My insides squirmed and I felt nauseated. It wasn’t something that had intentionally happened, but Cortez and I had used protection maybe once in the past two weeks. Reflexively I started counting days in my head, wondering if I’d be saddled with a baby after having miraculously made it out of the raving year without so much as a scare. The look on my face told my friend all she needed to know. She smiled knowingly and started digging through her purse.
“Here,” she said, dropping a handful of neon-coloured condom packages on my empty plate. “These ones glow. Oh Taylor, you look like you’re going to cry. It’s okay hon, we’ve all been there. Anyone who says it feels the same is a liar.” She laughed lightly, brushing my arm comfortingly.
“How do I… ask him to use them now? I don’t even know how to put one on right.” My cheeks were burning. An old lady walking by gave us a mean look and I scooped the condoms into my purse.

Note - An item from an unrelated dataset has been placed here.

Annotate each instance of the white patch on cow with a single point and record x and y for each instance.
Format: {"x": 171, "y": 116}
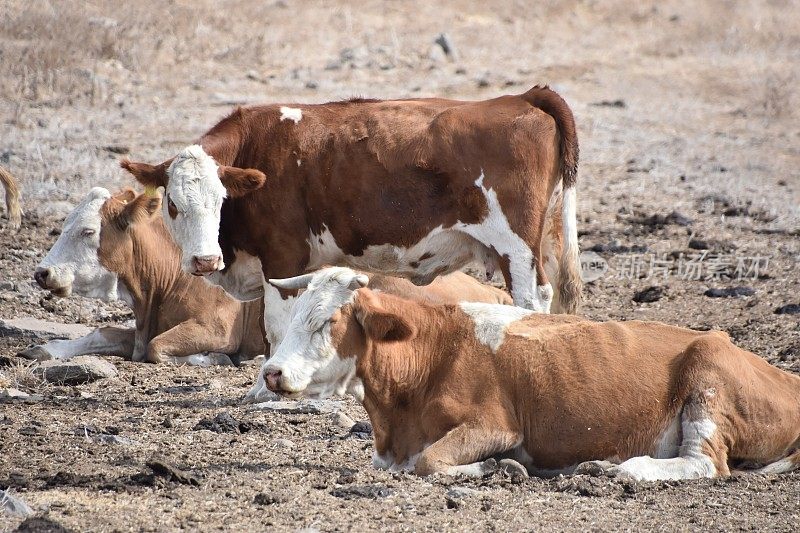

“C’mon, you’ve never had to ‘remind’ a guy to use protection? Just be like, ‘hey I don’t want to have your babay, put this on or you don’t get none.’” She laughed, snapping her fingers and wagging her head all over the place. “Trust me, once you mention the b-word, they’re more than happy to put these one of these puppies on. And if not, run as fast as you fucking can, girl.”